Nathan Gill: How WhatsApp messages revealed ex-Reform politician’s pro-Russian bribes

Voloshyn said his phone was examined when stopped by FBI investigators at Washington DC’s Dulles Airport in July 2021.
That month, the Speaker of the House of Commons warned MPs against talking to Voloshyn and Niedźwiecki as both allegedly had sought the support of UK politicians to “promote Russian foreign policy objectives”.
The US government sanctioned Voloshyn in 2022 and called him a “pawn” of the FSB, Russia’s security service, and accused him of undermining Ukraine’s government.
That same year, the UK government also sanctioned Voloshyn and Medvedchuk, accusing both of “destabilising Ukraine”.
Anton Shekhovstov, an academic expert in Russian influencing campaigns, told the BBC that Voloshyn and his wife were active in building European networks for Medvedchuk.

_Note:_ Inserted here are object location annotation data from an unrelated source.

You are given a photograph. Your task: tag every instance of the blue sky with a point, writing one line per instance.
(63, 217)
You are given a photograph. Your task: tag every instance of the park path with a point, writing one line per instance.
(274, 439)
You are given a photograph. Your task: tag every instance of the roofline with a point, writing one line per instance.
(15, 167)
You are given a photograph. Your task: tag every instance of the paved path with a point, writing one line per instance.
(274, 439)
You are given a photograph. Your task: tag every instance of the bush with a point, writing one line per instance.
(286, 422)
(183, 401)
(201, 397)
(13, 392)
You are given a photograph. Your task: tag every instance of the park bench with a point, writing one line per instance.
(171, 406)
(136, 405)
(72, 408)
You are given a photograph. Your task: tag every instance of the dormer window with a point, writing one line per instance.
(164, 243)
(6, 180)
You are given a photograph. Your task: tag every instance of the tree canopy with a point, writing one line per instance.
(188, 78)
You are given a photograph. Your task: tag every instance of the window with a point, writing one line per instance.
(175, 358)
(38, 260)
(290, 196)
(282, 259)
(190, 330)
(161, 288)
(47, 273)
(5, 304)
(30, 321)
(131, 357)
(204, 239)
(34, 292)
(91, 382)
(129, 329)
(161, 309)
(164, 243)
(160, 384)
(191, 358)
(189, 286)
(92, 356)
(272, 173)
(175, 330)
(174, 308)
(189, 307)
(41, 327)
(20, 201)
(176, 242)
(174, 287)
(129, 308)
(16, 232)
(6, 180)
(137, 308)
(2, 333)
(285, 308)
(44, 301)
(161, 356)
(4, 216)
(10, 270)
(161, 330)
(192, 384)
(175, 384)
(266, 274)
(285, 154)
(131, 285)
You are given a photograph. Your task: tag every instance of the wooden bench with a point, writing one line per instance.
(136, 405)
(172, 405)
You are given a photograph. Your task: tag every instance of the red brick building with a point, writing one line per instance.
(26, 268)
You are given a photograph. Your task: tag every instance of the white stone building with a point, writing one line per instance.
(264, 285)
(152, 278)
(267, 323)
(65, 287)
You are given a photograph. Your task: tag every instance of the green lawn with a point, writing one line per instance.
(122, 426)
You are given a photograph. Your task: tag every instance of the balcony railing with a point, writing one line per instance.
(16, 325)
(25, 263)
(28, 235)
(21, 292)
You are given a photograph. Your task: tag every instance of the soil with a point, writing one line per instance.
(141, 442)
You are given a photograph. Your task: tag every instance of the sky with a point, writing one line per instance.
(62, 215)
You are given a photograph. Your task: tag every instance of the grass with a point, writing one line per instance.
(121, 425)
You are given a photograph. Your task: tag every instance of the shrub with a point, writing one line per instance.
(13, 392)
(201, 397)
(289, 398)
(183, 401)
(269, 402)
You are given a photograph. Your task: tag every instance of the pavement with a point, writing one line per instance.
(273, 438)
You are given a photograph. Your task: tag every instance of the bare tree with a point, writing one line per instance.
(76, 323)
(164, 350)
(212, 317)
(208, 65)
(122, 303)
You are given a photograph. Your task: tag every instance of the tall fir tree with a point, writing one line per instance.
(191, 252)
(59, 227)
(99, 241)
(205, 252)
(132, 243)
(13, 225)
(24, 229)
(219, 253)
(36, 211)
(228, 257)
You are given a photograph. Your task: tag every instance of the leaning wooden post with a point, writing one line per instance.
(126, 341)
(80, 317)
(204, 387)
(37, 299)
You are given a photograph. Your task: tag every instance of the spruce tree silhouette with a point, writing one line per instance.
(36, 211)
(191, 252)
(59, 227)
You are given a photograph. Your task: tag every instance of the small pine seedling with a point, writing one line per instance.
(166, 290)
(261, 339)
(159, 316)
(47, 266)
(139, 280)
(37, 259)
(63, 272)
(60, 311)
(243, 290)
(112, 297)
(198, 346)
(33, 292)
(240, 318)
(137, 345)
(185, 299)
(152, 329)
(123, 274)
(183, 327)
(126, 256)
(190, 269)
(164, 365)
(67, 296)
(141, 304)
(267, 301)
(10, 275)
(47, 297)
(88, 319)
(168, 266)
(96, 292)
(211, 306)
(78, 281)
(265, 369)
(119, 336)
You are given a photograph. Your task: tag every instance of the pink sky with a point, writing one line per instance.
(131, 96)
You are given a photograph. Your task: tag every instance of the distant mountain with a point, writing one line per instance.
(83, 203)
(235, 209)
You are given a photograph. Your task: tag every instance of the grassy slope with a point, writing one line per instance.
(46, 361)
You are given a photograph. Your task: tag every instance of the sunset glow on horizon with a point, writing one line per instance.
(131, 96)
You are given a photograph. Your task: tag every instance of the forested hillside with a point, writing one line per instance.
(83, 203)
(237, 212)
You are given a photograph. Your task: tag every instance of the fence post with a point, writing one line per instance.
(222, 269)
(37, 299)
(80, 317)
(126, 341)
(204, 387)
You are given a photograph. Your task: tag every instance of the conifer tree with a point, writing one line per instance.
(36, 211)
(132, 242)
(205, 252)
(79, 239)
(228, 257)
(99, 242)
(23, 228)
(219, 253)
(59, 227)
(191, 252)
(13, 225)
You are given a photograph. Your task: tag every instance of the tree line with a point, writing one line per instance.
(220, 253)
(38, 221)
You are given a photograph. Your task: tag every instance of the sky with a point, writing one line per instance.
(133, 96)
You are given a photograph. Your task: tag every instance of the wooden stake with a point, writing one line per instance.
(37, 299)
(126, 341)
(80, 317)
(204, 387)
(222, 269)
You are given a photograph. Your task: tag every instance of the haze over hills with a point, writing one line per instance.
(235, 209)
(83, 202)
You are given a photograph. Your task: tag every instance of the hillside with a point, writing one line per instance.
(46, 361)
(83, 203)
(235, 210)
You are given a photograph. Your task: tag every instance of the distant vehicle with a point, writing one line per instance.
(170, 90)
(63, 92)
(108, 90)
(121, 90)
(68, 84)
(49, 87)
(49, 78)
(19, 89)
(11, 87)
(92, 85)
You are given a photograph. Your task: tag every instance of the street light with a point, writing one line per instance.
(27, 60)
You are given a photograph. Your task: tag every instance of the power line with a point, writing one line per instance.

He said the strategy of getting MEPs to defend the pro-Russian TV channels was effective and the investment in Gill “returned with profit”.
Shekhovstov said when Gill was asked to speak up for them in 2018, they’d become “instruments of Russian or pro-Russian propaganda”.
“President Petro Poroshenko at that time did not dare to sanction the channels,” said Shekhovstov.
The channels were shut in 2021 under the presidency of Ukraine’s current leader Volodomyr Zelensky.